The problem that I have is that I am more consistent in what is wrong than in what is right. It is difficult to kick old behavior patterns. Even if they hurt us we persist in them. We also force them on others. It is as if we feel comforted when we make others hurt with us. We call that empathy for misery does love company. We are definitely surrounded by inconsistent miseries. The Psalmist knew about it and cried out, “How long, oh Lord, will this go on” (Psalm 13:1-2)?

It is endurable to live with some fickle people, but it is extremely difficult to survive under a fickle political system. With the stroke of a pen the leader can change the law, endanger a people, order our young people to die for his ideology and whatever else he deems good, for the nation. Only, it is not the nation but his party’s perception. Actually, we are witnessing two parties at war over promises they use the voters to achieve. “We the People” are the audience in a political theater or showdown paying for the privilege to watch their performance. Most of the time it is a comedy without a plot. One thousand years BC a Preacher penned these words, “Vanity of vanities, all is vanity,” (Ecclesiastes 1:2).

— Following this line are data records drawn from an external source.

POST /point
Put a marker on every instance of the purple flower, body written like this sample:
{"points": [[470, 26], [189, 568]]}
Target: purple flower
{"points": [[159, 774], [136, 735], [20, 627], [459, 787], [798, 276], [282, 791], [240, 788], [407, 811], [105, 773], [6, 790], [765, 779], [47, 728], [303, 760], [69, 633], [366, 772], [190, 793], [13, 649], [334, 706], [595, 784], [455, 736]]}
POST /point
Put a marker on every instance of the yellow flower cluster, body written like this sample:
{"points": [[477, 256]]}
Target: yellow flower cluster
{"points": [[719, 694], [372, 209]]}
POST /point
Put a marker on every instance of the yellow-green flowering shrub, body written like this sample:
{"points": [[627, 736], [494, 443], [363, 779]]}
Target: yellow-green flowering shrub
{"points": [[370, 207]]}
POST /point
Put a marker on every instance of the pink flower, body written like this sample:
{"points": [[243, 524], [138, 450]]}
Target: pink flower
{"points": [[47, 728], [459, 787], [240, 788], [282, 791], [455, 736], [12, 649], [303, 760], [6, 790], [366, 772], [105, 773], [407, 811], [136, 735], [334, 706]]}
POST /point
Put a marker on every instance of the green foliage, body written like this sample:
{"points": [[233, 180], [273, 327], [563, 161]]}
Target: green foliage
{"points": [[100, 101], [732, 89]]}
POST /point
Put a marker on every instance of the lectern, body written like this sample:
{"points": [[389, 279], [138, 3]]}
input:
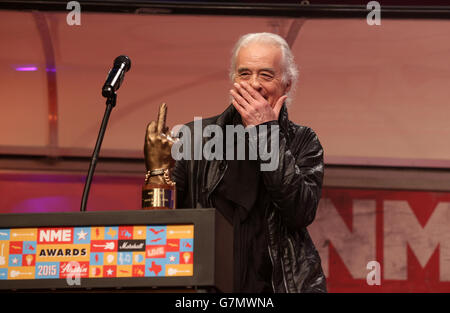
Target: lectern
{"points": [[183, 249]]}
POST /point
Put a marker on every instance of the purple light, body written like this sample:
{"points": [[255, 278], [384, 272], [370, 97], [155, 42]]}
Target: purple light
{"points": [[26, 68]]}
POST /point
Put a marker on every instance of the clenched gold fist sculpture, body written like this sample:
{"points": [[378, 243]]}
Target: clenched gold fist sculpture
{"points": [[159, 191]]}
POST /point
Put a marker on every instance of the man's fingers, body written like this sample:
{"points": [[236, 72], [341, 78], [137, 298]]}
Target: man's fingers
{"points": [[251, 91], [239, 100], [238, 107], [162, 114], [244, 93], [279, 105]]}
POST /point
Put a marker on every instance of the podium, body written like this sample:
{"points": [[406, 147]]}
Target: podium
{"points": [[144, 250]]}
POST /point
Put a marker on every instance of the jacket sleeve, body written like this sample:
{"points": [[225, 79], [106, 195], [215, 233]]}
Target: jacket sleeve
{"points": [[295, 185], [179, 175]]}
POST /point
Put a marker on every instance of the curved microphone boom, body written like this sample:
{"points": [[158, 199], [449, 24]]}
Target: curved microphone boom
{"points": [[115, 77]]}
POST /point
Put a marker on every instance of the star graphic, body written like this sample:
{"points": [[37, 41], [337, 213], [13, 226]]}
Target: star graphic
{"points": [[81, 235], [111, 232]]}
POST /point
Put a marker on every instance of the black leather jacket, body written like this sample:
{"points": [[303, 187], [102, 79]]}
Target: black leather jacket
{"points": [[294, 190]]}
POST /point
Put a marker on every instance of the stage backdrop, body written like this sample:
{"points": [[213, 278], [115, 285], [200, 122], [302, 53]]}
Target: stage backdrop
{"points": [[406, 232]]}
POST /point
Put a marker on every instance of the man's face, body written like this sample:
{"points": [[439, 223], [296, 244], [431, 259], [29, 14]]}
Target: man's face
{"points": [[259, 64]]}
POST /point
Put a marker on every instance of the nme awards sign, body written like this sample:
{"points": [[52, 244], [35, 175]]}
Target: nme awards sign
{"points": [[96, 252], [406, 232]]}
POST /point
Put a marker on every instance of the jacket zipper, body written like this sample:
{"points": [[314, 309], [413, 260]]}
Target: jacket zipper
{"points": [[215, 185], [292, 250], [273, 266]]}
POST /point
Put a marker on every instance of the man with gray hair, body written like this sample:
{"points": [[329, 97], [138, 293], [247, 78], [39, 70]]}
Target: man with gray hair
{"points": [[269, 210]]}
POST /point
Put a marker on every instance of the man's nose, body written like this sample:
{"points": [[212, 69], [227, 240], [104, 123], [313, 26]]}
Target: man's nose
{"points": [[254, 82]]}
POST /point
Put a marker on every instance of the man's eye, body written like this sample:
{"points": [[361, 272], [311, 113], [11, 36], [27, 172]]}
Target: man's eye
{"points": [[266, 76]]}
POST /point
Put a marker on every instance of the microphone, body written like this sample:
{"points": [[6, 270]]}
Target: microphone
{"points": [[115, 76]]}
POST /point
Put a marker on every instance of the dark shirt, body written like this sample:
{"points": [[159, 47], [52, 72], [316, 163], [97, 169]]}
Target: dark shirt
{"points": [[239, 197]]}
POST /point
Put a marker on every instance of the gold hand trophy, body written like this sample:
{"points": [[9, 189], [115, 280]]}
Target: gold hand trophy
{"points": [[159, 191]]}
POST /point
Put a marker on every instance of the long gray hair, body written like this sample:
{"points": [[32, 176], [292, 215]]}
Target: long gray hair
{"points": [[289, 68]]}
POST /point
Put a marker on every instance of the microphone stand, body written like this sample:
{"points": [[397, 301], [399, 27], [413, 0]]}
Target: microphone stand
{"points": [[110, 104]]}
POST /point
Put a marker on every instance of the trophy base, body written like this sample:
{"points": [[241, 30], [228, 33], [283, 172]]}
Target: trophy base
{"points": [[158, 197]]}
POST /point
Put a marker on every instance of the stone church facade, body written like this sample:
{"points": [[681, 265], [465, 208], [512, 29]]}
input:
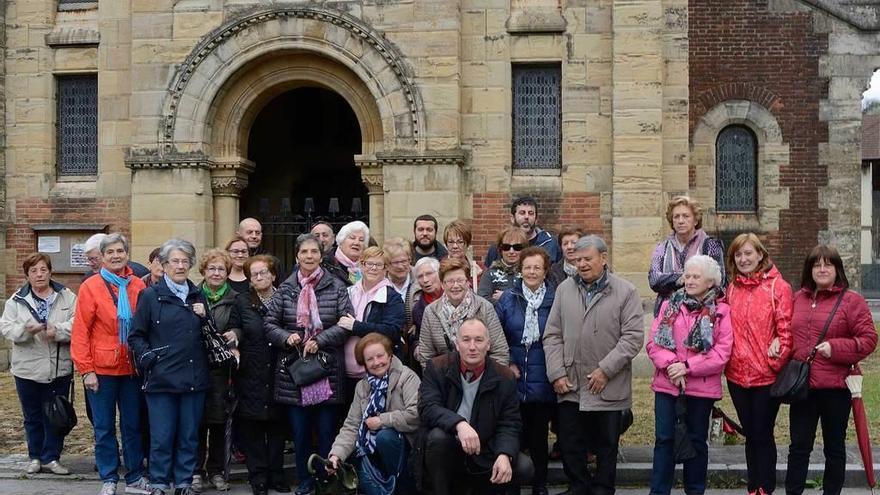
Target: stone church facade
{"points": [[644, 89]]}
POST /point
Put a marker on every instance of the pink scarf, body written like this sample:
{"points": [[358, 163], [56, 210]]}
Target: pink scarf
{"points": [[309, 317]]}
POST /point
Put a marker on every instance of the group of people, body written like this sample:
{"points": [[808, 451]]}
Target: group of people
{"points": [[426, 370]]}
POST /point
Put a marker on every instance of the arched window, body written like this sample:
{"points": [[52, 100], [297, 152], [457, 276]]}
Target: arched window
{"points": [[736, 169]]}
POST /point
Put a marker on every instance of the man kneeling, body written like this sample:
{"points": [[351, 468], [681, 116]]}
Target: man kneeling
{"points": [[468, 404]]}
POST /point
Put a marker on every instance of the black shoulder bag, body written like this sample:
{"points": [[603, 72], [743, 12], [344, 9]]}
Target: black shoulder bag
{"points": [[793, 382]]}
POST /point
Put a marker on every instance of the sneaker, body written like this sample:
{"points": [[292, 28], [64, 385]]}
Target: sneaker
{"points": [[139, 487], [56, 468], [219, 483]]}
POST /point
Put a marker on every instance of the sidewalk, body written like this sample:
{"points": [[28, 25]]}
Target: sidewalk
{"points": [[727, 467]]}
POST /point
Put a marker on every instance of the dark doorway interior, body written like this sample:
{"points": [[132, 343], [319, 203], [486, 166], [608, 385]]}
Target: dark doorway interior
{"points": [[303, 144]]}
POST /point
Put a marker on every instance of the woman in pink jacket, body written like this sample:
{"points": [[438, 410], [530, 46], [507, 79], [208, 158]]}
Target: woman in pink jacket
{"points": [[689, 345], [760, 314]]}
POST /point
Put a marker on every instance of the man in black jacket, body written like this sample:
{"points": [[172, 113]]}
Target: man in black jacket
{"points": [[469, 406]]}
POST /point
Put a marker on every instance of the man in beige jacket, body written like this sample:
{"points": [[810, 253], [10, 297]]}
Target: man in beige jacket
{"points": [[594, 331]]}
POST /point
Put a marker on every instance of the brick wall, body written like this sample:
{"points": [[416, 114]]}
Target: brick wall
{"points": [[741, 50], [492, 214], [20, 238]]}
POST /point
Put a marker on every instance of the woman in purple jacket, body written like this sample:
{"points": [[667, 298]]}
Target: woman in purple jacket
{"points": [[690, 344]]}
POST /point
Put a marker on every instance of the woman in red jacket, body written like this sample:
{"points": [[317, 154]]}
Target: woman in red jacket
{"points": [[851, 337], [760, 310]]}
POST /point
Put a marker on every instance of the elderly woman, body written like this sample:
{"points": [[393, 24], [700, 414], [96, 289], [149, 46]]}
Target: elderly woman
{"points": [[523, 312], [303, 318], [37, 319], [689, 345], [850, 338], [760, 315], [257, 417], [458, 303], [565, 267], [352, 239], [214, 268], [503, 273], [99, 348], [688, 239], [166, 339], [383, 417], [457, 236]]}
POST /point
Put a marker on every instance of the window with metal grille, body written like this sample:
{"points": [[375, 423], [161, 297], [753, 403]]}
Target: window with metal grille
{"points": [[77, 125], [736, 169], [537, 117]]}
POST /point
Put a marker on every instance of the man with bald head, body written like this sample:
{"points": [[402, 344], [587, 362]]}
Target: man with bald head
{"points": [[471, 422]]}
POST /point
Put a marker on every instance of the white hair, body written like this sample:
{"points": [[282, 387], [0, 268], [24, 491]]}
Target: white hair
{"points": [[707, 265]]}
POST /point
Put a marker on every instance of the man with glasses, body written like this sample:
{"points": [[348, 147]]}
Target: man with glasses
{"points": [[524, 214], [469, 412]]}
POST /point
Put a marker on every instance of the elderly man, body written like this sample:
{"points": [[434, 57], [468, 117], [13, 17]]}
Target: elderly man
{"points": [[594, 331], [470, 416]]}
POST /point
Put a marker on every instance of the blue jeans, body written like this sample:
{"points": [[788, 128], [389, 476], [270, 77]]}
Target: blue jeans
{"points": [[123, 392], [174, 437], [42, 443], [699, 411], [305, 420]]}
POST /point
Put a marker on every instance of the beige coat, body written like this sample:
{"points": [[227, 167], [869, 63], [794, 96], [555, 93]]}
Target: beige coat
{"points": [[607, 335], [432, 341], [401, 409], [33, 356]]}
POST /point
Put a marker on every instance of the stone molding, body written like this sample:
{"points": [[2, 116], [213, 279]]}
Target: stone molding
{"points": [[216, 38]]}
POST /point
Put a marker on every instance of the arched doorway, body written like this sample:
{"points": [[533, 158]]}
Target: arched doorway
{"points": [[302, 144]]}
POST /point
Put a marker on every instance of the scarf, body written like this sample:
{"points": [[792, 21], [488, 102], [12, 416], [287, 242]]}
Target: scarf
{"points": [[309, 318], [354, 270], [179, 290], [699, 338], [213, 296], [451, 317], [123, 306], [531, 330], [378, 394]]}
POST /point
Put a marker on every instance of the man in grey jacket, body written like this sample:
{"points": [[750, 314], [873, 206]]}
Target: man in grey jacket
{"points": [[594, 331]]}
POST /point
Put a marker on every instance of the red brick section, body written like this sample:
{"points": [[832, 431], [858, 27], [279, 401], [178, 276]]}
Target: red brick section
{"points": [[741, 50], [115, 212], [492, 213]]}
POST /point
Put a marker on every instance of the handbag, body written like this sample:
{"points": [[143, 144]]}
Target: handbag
{"points": [[306, 369], [793, 382], [59, 411]]}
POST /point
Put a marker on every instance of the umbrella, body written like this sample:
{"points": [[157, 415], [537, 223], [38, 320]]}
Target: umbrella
{"points": [[854, 384], [683, 449]]}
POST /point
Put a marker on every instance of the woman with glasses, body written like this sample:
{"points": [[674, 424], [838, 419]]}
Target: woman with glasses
{"points": [[377, 308], [238, 253], [458, 303], [504, 272]]}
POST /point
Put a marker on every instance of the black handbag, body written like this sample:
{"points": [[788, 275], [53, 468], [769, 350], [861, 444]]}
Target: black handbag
{"points": [[793, 382], [59, 411], [306, 369]]}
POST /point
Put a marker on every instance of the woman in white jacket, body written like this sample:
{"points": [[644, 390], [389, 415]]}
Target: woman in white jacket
{"points": [[37, 320]]}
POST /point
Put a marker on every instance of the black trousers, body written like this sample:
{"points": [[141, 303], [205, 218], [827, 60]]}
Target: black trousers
{"points": [[583, 432], [831, 406], [263, 445], [447, 472], [757, 412], [536, 427]]}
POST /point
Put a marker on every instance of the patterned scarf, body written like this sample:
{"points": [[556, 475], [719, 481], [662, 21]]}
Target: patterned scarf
{"points": [[309, 318], [452, 317], [699, 339], [378, 394], [123, 307], [531, 331]]}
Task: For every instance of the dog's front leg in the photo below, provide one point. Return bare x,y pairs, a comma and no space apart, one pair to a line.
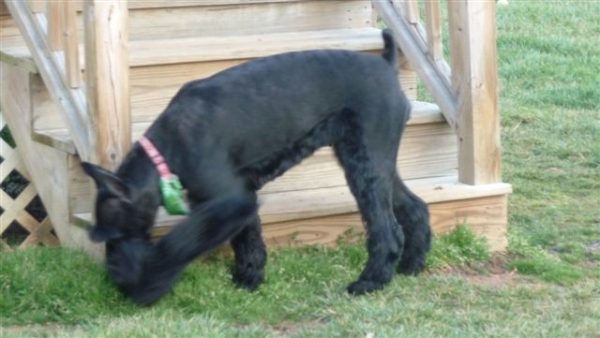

Their performance reminds me of a guest minister at a dinner invitation, he kept on telling the hostess, that he better not eat so much for it may affect his delivery. The hostess, a bit amused, sent her daughter to listen to the preacher. When the girl returned, the mother asked how he did. The girl replied, “He might as well have ate.” There is much eating going on that reminds me of the violation of the Tenth Commandment, “You shall not covet what belongs to someone else” (Exodus 20:17). For the simple reason, if we take away from those that provide for our needs, who then shall supply us with food? The Parable of the Tenants is indicative of what happens when laborers dispose of an owner (Mark 12:1-9). It is noble for a widow to share her two pennies, but how many can be fed? (Mark 12:41-44).